Tarpon Springs, Florida is our favorite place to visit in the winter time. Its history goes back to the days of sponge fishing on the Gulf of Mexico and the early Greek fisherman who introduced the use of the diving suit when fishing for sponges. Today, Tarpon Springs has been kept as a part of “old Florida” without high rise condos or huge amusement parks. It’s a place where families from the north come to enjoy the sights and sounds of the many Greek restaurants along the Anclote River and perhaps take a boat ride or paddle your own kayak to see the many bayous which drain the fresh water from the Anclote Springs to Gulf of Mexico.
It’s a place salt water mixes with fresh water, frozen northerners mix with Greek families, and birds, fish, and manatees come to enjoy the sun and peacefulness of old Florida. Every time we visit Tarpon Springs, we head for Dimitris’s on the Sponge Docks for some Greek salad and a bottle or two of Blue Island Greek beer. You can have a table right out along the Anclote River and take in all of the activities along the river.
Jeanette always looks for the antique fishing boat St. Nicholas VII which takes people out on the River and has a real diver on board who goes overboard to bring up a sponge of two from the river. She discovered that the sponges were really tied to the bottom of the boat as the Anclote River has long been “fished out” of natural sponges.

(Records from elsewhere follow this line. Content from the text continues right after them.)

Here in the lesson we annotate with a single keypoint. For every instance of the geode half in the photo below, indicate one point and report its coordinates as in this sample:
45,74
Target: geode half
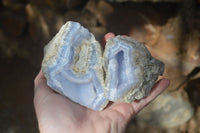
75,66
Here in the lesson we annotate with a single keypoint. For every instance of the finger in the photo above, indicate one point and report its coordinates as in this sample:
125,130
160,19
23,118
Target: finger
158,88
41,84
40,78
106,37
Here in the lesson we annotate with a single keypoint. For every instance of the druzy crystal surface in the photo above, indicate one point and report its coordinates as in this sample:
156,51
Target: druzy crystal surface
75,65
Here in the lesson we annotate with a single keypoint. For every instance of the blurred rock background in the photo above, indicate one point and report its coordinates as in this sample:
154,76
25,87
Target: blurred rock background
169,28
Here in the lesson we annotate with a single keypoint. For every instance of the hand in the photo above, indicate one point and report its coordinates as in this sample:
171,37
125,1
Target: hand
57,114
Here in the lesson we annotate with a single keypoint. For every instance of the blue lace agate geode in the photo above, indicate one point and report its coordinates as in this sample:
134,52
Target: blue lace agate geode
75,66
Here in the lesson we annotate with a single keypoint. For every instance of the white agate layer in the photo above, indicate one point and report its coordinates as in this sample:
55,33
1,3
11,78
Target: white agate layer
131,71
75,67
72,66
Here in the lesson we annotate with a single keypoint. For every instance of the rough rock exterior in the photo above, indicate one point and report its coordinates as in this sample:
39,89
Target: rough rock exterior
76,67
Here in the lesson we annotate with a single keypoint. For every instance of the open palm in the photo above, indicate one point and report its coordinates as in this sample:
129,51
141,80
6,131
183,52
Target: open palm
58,114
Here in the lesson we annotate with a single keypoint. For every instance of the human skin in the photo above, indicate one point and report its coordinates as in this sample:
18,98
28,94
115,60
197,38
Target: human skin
57,114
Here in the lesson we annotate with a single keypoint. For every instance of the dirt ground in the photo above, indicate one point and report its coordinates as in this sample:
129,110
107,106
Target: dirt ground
26,26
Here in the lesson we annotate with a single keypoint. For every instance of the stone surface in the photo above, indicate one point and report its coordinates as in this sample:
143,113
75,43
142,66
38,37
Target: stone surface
73,67
130,69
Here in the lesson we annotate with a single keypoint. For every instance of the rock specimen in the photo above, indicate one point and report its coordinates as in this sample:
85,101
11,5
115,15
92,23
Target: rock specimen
75,66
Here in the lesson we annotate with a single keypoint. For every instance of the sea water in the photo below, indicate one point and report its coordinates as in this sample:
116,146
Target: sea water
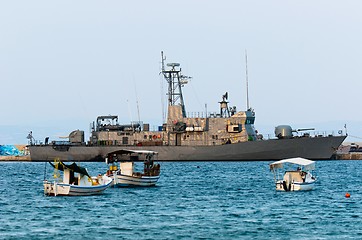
192,200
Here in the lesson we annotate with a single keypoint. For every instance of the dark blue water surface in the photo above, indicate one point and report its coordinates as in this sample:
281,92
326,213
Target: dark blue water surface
193,200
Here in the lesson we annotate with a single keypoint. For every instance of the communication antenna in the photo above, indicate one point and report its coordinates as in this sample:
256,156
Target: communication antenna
247,80
138,107
175,81
161,85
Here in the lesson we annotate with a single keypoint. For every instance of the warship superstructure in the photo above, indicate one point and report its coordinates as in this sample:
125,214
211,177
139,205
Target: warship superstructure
227,135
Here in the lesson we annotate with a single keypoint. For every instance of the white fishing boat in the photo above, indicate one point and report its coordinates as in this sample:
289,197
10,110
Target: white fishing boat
127,175
81,185
293,174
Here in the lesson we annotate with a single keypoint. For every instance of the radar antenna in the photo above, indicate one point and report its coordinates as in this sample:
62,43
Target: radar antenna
175,82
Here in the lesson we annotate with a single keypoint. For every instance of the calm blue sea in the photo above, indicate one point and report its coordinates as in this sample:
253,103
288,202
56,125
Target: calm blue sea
193,200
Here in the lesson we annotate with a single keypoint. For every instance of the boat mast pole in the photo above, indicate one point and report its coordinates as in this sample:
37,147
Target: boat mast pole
247,81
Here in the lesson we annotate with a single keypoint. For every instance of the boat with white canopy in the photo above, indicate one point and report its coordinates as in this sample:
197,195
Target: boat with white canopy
81,184
128,175
293,174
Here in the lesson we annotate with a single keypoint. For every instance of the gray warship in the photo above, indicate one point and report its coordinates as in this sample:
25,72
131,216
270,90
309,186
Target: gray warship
227,135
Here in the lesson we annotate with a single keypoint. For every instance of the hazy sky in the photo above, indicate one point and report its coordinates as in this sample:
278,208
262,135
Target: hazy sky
63,63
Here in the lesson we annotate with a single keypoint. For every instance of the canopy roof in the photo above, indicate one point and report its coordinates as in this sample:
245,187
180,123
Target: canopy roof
126,151
73,167
305,163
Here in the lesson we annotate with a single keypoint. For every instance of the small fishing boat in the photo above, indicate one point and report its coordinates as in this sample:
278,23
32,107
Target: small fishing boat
81,185
293,174
127,174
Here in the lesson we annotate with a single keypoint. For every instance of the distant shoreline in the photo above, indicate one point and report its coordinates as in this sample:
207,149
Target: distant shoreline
27,158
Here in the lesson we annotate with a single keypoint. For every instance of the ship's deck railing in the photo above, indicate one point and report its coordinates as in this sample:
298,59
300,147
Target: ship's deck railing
308,134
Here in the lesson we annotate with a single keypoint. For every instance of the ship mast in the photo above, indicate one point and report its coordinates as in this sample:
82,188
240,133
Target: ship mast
247,81
175,82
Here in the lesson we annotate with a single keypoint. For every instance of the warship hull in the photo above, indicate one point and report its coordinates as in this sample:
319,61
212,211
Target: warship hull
273,149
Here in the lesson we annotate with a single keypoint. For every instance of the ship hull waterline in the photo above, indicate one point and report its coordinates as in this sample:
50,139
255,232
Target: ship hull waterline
313,148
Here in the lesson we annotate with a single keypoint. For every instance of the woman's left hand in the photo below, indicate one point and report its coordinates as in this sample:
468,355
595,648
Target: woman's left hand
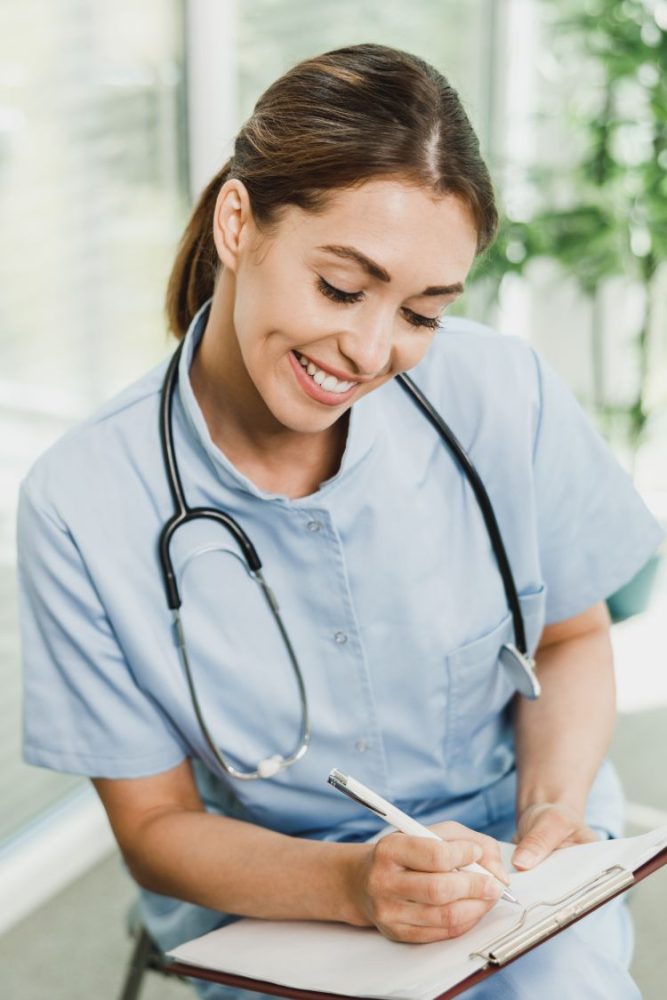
544,827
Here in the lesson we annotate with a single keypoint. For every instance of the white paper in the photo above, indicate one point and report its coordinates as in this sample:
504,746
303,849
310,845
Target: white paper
336,958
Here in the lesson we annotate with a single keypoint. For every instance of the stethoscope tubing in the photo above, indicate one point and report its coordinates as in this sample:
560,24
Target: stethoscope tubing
184,514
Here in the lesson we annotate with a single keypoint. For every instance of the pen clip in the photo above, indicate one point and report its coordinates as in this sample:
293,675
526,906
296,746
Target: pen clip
341,787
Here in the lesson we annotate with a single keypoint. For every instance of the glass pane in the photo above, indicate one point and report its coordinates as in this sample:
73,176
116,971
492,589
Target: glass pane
92,198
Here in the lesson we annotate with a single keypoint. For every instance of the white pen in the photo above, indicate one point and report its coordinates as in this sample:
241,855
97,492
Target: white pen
349,786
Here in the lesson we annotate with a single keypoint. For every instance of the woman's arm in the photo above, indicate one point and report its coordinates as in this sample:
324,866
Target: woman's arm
562,737
403,885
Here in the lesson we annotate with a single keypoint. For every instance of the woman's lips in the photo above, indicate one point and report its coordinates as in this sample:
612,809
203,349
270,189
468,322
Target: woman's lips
315,391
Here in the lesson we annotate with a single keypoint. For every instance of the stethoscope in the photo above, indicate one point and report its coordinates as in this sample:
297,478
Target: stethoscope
514,656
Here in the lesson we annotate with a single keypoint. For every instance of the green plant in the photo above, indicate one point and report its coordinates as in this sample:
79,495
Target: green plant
606,215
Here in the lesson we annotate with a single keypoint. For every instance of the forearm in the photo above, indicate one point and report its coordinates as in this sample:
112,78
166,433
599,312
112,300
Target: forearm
239,868
562,737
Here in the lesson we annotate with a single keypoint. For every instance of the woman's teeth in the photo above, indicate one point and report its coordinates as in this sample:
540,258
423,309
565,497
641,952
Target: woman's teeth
328,382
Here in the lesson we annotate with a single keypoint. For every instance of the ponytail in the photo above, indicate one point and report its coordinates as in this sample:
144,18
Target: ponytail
196,266
333,122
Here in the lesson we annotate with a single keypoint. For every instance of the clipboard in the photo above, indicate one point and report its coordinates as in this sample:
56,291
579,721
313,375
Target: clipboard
498,953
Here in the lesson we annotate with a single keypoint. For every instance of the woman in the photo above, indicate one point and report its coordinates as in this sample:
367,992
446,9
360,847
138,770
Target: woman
316,267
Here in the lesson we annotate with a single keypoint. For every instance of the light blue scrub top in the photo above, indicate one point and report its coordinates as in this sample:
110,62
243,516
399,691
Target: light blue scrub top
385,577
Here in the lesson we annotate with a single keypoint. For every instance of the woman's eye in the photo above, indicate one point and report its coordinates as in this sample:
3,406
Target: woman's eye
416,319
337,294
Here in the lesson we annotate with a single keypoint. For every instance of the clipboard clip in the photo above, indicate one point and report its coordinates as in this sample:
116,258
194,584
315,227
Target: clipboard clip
585,897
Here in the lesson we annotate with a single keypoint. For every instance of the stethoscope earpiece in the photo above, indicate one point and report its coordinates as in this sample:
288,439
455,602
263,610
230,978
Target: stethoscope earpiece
521,670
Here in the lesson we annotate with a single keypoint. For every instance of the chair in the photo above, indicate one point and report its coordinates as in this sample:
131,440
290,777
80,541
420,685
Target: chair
145,957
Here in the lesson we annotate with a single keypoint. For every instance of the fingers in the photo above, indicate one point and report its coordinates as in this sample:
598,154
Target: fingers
422,854
417,896
419,923
545,827
442,889
490,858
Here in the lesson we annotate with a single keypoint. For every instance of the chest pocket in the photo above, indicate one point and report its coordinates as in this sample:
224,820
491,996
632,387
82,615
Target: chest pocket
478,736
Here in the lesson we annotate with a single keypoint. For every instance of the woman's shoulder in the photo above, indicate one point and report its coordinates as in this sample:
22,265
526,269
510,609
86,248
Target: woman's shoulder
472,370
465,348
94,450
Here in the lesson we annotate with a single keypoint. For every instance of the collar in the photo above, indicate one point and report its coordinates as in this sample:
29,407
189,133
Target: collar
360,434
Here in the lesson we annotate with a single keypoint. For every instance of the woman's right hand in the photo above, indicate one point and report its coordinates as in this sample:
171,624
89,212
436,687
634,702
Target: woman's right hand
407,887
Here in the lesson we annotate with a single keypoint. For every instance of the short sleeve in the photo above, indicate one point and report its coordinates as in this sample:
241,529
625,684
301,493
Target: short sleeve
595,532
83,711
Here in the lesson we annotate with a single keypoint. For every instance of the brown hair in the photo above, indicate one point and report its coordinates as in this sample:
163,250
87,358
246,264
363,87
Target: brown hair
334,121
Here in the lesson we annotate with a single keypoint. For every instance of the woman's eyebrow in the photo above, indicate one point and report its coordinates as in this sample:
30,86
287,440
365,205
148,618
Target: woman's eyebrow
377,271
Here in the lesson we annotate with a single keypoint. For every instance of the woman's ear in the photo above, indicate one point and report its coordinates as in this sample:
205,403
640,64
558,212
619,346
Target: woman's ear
232,221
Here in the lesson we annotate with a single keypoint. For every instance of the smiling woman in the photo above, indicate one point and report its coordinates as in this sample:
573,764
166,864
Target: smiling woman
316,268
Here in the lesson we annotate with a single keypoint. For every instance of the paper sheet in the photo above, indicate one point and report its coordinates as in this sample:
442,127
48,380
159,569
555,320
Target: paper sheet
336,958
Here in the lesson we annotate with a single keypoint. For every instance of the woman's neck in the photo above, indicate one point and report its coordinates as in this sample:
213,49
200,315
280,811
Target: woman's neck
273,457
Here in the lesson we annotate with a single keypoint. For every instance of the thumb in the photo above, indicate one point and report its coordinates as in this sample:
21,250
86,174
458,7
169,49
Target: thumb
546,833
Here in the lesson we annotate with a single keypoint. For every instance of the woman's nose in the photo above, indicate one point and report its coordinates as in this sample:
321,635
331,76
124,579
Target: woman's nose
368,345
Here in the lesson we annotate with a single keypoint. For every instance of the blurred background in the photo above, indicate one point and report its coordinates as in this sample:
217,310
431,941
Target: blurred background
113,115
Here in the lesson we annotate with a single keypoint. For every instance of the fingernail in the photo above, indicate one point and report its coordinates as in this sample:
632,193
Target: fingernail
492,890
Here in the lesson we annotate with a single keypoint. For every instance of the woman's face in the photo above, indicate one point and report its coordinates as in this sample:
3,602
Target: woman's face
331,306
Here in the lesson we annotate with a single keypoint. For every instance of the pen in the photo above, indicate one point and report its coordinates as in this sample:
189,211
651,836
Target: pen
349,786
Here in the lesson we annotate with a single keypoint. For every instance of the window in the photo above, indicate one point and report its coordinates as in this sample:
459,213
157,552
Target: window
93,199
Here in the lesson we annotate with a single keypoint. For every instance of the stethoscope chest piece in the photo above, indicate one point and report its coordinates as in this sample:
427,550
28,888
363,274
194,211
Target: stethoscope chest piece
521,670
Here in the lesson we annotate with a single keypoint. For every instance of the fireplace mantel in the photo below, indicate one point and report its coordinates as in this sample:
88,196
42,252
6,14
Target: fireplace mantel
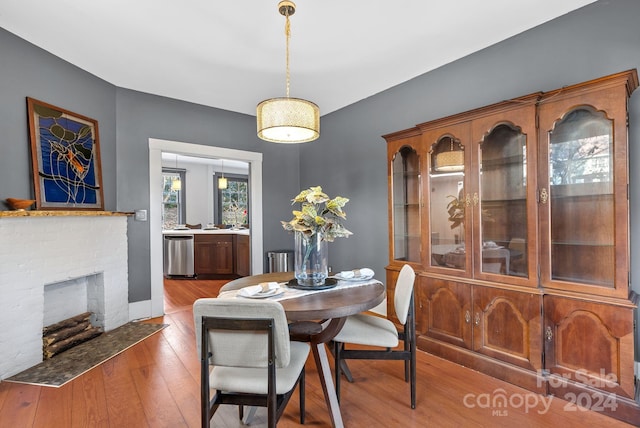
61,213
44,248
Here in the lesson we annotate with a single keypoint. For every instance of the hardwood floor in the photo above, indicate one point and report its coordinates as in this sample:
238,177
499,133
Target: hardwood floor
156,384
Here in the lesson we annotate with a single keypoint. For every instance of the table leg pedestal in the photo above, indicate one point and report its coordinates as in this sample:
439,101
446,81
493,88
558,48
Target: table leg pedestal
318,334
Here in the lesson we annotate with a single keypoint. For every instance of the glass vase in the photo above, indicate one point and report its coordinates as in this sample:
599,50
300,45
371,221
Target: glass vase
311,261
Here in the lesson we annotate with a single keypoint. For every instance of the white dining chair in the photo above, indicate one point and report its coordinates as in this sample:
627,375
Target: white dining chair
378,332
253,360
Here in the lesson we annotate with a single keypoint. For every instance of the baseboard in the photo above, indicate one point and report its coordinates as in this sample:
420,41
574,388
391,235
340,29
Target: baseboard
140,310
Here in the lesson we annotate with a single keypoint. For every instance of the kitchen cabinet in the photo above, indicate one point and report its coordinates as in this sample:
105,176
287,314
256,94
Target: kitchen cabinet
515,217
214,254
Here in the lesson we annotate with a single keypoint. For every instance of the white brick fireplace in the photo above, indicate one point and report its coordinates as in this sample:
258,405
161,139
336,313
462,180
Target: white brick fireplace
75,251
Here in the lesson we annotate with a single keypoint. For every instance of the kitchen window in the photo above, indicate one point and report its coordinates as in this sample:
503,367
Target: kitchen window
173,206
233,202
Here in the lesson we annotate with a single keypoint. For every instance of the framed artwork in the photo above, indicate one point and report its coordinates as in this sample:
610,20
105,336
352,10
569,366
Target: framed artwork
65,154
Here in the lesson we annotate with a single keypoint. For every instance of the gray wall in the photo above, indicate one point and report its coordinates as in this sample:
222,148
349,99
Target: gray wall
349,159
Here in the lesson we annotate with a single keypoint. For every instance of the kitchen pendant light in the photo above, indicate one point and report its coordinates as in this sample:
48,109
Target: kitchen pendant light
222,182
288,120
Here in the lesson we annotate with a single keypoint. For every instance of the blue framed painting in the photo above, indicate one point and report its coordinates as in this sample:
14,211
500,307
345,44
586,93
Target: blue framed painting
65,154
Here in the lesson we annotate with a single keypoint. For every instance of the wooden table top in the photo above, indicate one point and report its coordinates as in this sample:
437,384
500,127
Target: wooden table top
334,303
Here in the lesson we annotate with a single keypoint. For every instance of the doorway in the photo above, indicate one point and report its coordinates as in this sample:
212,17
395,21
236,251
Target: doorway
156,148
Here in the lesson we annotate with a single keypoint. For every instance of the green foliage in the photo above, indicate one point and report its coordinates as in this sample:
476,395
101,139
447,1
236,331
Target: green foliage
318,213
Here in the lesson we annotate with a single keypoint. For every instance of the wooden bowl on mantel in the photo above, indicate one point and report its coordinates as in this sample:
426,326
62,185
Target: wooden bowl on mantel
20,204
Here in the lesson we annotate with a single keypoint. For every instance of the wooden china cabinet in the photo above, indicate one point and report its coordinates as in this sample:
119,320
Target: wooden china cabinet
515,217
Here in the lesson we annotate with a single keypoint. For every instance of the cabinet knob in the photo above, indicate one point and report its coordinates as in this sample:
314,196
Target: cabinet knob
544,195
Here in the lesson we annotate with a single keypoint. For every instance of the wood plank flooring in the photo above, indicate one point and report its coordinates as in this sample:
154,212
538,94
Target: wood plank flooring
156,384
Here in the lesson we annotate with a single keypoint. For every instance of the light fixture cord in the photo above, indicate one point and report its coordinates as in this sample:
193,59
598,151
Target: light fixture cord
287,33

But fishing for sponges has been a part of the history of Tarpon Springs and was its main commercial attraction around 1920. Now the city caters to visitors who crave a relaxing vacation, excellent seafood, and some warm sun along the Gulf. Commercial fishing is still a part of Tarpon Springs and if one goes behind Rusty Bellies Restaurant, you can see their own commercial fishing boat and well as some other commercial fishing boats from along the eastern waters of the Carolinas.